Angry, the woman faced the darkness between the stone beast's legs. Her stance shrieked I told you so!

"Show him, Sahmanan."

"Show me what?"

"Yesterday. A yesterday dear to you," the woman replied. She cast a tremulous glance at the stone beast. "The day your father died."

"Time it well, Sahmanan. Err, and you face my wrath. And my wrath can be eternal."

She told Ethrian, "The Great One wants me to take you back to your father's death, that you might know the revenges at your command."

"Close your eyes. Concentrate on staying beside me."

"I'd rather see my mother. Is she alive?"

The woman started singing. Something tugged at the folded-in corners of Ethrian's soul, tenderly pulling him free. He was returning to his out-of-body state. He settled onto his pallet and let go.

But he made Sahmanan work. He had made one decision. No matter what they got, they would work for it. He would hold back. He would make them underestimate him.

He was free. Sahmanan took his hand. They drifted up into an afternoon sky, above the terrible desert. The will and power of the stone beast carried them, higher and higher, farther and farther from the lonely mountain.

A barren Cordillera passed below. The range was but the parched bones of what had been. Not a lichen discolored its shades of grey.

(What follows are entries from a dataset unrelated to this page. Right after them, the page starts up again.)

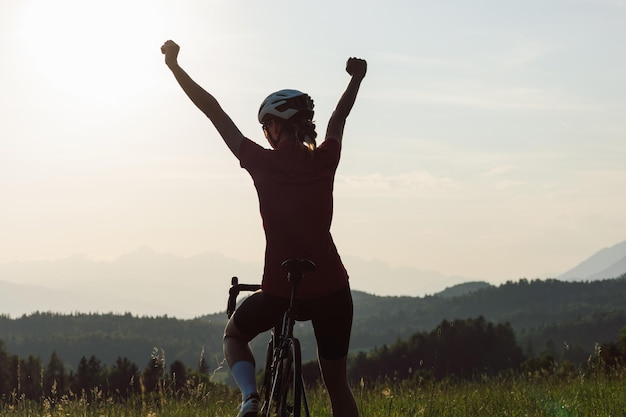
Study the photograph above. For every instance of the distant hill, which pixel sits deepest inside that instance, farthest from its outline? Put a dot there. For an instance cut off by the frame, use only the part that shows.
(606, 263)
(148, 283)
(463, 289)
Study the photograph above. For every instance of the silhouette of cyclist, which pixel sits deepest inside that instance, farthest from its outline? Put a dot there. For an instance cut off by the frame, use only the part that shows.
(294, 182)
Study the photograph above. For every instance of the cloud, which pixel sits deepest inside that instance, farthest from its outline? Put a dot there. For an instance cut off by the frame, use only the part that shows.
(497, 171)
(397, 185)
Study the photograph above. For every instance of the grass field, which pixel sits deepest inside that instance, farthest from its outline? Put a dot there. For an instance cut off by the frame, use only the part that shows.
(599, 394)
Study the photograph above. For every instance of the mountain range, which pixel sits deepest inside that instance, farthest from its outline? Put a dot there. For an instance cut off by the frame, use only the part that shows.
(147, 283)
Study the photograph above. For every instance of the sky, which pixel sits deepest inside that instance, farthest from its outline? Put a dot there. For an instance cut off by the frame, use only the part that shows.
(488, 139)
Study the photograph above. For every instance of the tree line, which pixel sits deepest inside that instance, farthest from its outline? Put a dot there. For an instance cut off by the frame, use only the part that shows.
(460, 349)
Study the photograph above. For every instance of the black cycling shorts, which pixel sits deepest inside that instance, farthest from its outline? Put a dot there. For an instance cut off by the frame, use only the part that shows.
(331, 316)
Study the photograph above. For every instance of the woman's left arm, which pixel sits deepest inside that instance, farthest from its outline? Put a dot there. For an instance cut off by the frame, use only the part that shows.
(357, 68)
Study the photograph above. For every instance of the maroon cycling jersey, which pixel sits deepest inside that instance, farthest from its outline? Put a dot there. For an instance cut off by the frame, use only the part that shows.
(295, 190)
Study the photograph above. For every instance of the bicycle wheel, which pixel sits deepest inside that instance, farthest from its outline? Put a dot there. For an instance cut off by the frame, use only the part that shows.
(285, 397)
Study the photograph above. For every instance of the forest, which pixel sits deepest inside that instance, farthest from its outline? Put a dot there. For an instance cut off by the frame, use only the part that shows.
(524, 325)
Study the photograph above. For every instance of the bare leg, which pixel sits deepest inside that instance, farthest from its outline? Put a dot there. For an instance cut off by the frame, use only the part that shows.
(240, 359)
(336, 381)
(235, 345)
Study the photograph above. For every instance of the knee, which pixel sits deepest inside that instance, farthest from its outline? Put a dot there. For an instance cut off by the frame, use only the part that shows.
(232, 332)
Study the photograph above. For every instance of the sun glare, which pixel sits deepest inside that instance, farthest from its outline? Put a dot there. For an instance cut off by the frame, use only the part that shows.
(93, 50)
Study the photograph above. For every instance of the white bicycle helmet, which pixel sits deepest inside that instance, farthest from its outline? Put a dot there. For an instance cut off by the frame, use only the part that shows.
(284, 104)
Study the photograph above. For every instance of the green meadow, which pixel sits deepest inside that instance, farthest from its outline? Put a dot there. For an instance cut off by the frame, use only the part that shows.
(596, 392)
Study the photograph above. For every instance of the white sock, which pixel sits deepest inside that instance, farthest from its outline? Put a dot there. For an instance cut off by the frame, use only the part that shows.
(243, 372)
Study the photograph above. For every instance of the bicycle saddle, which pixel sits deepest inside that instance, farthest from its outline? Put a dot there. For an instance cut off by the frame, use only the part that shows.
(298, 265)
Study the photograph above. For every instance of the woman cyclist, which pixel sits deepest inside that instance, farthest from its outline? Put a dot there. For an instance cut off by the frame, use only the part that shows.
(294, 183)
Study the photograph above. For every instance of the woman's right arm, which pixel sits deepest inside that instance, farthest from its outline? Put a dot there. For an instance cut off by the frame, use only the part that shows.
(203, 99)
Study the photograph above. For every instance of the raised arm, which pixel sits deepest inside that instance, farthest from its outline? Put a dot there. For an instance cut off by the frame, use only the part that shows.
(356, 68)
(203, 100)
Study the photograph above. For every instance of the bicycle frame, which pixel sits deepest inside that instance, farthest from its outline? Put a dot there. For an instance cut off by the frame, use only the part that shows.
(283, 386)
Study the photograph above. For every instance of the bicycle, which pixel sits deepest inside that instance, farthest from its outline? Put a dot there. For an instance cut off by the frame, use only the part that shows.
(282, 390)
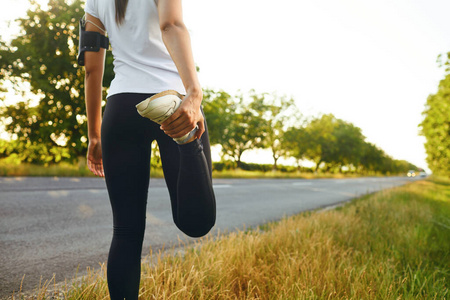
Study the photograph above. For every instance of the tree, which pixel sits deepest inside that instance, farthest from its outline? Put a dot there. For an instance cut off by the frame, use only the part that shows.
(295, 143)
(44, 55)
(349, 144)
(436, 127)
(277, 114)
(320, 141)
(219, 108)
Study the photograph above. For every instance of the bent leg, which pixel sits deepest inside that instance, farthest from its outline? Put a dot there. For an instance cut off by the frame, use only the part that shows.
(187, 169)
(126, 147)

Beyond, fifty, a hundred miles, they reached land where life still flourished. It seemed to leap up and tickle Ethrian's soul with joyful chlorophyl fingers. A surge of happiness swept through him. The desert was not all the world.

Sahmanan murmured, "This, too, was part of Nawami." She sent a vision. For an instant he saw the bustling cities, the endless miles of farms and fields and country carefully tamed. Now wilderness ruled. The descendants of Nawami were savages using stone tools, hunting and eating one another.

Their speed increased. They whipped over a thousand miles of Dread Empire before Ethrian recognized it, and another thousand before he could make Sahmanan understand that this was the land of his enemies.